To construct plasmids for NcdS overexpression, RF cloning strategy31 was used and the resultant vectors pUC-kan-NcdS-2 and pUC-kan-NcdS-3 were obtained (Supplementary Fig. 3). For constitutive expression of NcdS-2, the coding sequencing was amplified from pUC-kan-NcdS-2 and inserted into pBCTB to generate pBCTB-NcdS-2.
For constitutive expression of FtNadE, the coding sequence was amplified from pODC29-FtNadE and inserted into pBCTA to generate pBCTA-FtNadE. For constitutive expression of CtCTPS*, the codon-optimized sequencing was amplified from pUC57-CtCTPS* and then inserted into pCF to generate pUC-chl-PpykF-CtCTPS*. The expressing cassettes of CtCTPS* and NcdS-2 were assembled within the Sac I, Xho I, and Nhe I sites of pBCTA-FtNadE, to afford the plasmid pBCT-WXY9, which harbors a constitutive NCD biosynthesis module (Supplementary Fig. 6a and Supplementary Table 6).
PCR-based strategy was used to construct the inducible NCD biosynthesis module (Supplementary Table 7). Primers pA-PolB-294 and pA-DedA-228 were used to amplify the ara operon from E. coli genome, and the fragment was inserted into pUC18 to generate pUC-PolB-DedA. The original genes araB, araA, and araD were replaced by the coding sequence of FtNadE, NcdS-2, and CtCTPS*, respectively (Supplementary Fig. 6b), according to the RF cloning strategy with PCR generated megaprimers31.
For the NCD(H) utilization and regeneration vector, plasmid pK-Ldh-V152R/N213C was used as templates for NCD-dependent Ldh*, while plasmid pK-Mae*-Pdh* was used the backbone of double-gene coexpression vector. All genes harbored a His6 tag at the C-terminal. Then, we amplified the ribosome binding site from pET-24b and linked the open reading frames of the two genes. The PCR products digesting after DpnI were transformed into BW25113 (△ldhA, dld::cat) and XYC5016, respectively.

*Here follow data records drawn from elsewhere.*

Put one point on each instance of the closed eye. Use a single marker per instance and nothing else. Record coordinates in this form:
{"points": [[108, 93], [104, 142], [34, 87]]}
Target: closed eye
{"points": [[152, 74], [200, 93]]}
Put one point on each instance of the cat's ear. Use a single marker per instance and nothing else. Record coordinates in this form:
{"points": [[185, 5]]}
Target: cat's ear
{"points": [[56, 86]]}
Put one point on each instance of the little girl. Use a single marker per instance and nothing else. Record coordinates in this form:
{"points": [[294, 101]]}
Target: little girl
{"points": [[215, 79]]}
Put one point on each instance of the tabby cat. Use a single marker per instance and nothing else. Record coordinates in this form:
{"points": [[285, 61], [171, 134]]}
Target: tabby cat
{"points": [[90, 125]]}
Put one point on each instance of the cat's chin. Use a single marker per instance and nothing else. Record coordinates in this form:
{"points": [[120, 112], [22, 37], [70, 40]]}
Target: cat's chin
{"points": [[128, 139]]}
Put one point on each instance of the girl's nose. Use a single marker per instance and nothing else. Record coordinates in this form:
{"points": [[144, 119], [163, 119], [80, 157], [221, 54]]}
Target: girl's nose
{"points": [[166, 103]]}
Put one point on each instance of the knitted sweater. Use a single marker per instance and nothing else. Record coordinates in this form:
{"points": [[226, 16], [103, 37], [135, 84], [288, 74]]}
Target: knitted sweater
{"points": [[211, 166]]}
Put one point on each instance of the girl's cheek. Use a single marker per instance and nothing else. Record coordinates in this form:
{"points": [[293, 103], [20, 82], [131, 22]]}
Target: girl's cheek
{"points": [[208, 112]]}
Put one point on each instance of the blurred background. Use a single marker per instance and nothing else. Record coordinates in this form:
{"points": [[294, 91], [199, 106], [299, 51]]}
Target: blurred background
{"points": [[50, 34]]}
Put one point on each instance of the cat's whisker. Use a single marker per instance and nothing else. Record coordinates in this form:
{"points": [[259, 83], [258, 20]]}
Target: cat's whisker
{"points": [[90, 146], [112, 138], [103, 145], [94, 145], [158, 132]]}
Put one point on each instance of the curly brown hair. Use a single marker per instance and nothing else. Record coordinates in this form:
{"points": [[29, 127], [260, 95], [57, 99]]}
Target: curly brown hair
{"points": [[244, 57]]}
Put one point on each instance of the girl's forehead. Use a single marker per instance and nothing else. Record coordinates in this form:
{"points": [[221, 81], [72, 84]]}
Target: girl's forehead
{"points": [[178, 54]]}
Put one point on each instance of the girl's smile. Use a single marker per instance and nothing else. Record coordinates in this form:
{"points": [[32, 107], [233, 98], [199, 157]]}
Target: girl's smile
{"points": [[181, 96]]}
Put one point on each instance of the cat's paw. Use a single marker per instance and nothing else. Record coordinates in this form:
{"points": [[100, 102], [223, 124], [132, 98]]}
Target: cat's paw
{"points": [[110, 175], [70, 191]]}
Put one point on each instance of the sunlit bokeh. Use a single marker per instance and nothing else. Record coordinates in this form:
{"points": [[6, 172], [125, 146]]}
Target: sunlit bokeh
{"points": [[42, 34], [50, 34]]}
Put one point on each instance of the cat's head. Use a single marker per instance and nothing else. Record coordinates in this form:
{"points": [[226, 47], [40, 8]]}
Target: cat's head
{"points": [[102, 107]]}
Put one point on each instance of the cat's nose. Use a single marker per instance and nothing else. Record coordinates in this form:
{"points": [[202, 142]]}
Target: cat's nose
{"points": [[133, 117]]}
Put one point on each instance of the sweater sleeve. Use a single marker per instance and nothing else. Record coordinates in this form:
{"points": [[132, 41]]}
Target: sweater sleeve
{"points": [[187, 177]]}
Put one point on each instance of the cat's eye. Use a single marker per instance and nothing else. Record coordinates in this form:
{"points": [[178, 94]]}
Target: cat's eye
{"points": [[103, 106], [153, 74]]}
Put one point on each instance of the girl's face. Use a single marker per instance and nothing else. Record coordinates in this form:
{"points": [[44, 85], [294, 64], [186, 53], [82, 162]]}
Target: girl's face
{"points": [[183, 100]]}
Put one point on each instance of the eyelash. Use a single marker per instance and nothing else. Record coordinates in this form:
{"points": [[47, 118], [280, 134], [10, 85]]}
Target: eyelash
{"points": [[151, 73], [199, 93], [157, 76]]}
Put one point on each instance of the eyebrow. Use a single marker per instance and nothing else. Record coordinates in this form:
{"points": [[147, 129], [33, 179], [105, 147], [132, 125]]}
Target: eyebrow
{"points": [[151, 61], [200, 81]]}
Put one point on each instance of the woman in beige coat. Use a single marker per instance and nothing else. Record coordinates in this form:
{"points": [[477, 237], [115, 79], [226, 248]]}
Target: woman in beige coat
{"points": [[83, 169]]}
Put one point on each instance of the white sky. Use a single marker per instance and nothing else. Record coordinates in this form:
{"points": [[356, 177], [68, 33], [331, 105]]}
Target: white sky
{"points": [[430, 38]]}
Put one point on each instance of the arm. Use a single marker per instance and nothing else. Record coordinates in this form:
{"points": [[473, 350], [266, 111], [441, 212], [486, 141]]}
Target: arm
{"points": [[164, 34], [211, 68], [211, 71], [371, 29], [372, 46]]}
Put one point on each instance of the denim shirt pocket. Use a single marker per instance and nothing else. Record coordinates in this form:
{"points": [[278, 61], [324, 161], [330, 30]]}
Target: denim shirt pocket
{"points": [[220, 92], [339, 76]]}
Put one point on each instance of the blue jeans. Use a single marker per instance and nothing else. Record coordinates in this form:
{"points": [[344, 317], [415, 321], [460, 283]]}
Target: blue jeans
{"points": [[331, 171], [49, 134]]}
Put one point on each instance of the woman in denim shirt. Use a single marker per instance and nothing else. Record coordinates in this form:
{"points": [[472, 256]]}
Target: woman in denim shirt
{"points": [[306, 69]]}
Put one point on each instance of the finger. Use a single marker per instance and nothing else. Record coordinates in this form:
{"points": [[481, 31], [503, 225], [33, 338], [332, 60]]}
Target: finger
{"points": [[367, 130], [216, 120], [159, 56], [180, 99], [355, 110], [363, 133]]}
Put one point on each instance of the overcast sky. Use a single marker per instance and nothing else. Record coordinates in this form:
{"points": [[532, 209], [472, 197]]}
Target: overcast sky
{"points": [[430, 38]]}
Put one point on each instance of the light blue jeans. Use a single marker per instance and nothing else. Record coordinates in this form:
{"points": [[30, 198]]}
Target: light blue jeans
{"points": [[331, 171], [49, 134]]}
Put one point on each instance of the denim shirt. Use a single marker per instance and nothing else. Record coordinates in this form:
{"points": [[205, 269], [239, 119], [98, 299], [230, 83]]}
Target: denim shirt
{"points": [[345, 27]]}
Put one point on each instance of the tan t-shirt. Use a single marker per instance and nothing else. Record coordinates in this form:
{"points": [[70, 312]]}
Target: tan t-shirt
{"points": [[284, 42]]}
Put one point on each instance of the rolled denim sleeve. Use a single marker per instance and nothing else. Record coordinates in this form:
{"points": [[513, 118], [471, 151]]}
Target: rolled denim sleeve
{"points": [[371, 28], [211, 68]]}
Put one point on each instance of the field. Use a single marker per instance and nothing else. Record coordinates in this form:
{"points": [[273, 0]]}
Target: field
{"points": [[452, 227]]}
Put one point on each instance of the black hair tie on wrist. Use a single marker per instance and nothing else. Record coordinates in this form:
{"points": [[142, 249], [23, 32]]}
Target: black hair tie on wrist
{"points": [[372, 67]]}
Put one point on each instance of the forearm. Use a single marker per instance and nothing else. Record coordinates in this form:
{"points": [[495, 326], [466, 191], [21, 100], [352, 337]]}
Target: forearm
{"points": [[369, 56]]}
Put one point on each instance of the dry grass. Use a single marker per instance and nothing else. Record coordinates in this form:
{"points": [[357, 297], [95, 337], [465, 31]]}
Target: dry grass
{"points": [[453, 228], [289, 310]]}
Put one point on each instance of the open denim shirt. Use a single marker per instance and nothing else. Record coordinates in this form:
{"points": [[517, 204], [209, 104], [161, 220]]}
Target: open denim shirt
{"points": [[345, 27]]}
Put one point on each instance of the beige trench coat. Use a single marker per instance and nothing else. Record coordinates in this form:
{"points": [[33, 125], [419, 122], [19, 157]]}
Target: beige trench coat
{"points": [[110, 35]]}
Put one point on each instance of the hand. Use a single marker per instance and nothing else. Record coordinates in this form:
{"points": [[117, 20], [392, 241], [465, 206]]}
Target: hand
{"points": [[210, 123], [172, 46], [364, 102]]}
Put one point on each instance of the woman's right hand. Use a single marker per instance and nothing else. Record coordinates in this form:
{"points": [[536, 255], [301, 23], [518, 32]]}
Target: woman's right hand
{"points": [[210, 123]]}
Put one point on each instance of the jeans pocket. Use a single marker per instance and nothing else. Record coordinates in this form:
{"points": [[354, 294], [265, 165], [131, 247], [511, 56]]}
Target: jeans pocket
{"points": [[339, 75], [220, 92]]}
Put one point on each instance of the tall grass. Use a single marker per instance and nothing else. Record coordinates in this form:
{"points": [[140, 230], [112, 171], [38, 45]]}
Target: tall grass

High-throughput screening for NCD biosynthesis activity
The procedures of preparing crude enzyme extracts and the high-throughput screening strategy were established as described previously with minor modifications18. Briefly, colonies from each library were cultured in 96-well deep plates for protein expression. Cell pellets were harvested by centrifugation and lysed by lysis buffer containing lysozyme (1 mg/ml). The supernatants after centrifugation were taking as crude enzyme extracts. A volume of 50 μl substrate-mixture containing 50 mM HEPES (pH 7.5), 5.0 mM MnCl2, 10 mM MgCl2, 2.0 mM NMN, 2.0 mM CTP, and 10 μl crude enzyme extracts was shaken at 37 °C, 200 rpm for 2 h. Then, a volume of 10 μl dyeing-mixture containing 50 mM HEPES (pH 7.5), 5.0 mM MnCl2, 10 mM MgCl2, 30 mM L-malate, 0.15 mM PMS, 0.6 mM NBT, and 0.06 U purified Mae* (Mae-L310R/Q401C) was added and incubated at room temperature for 1 h.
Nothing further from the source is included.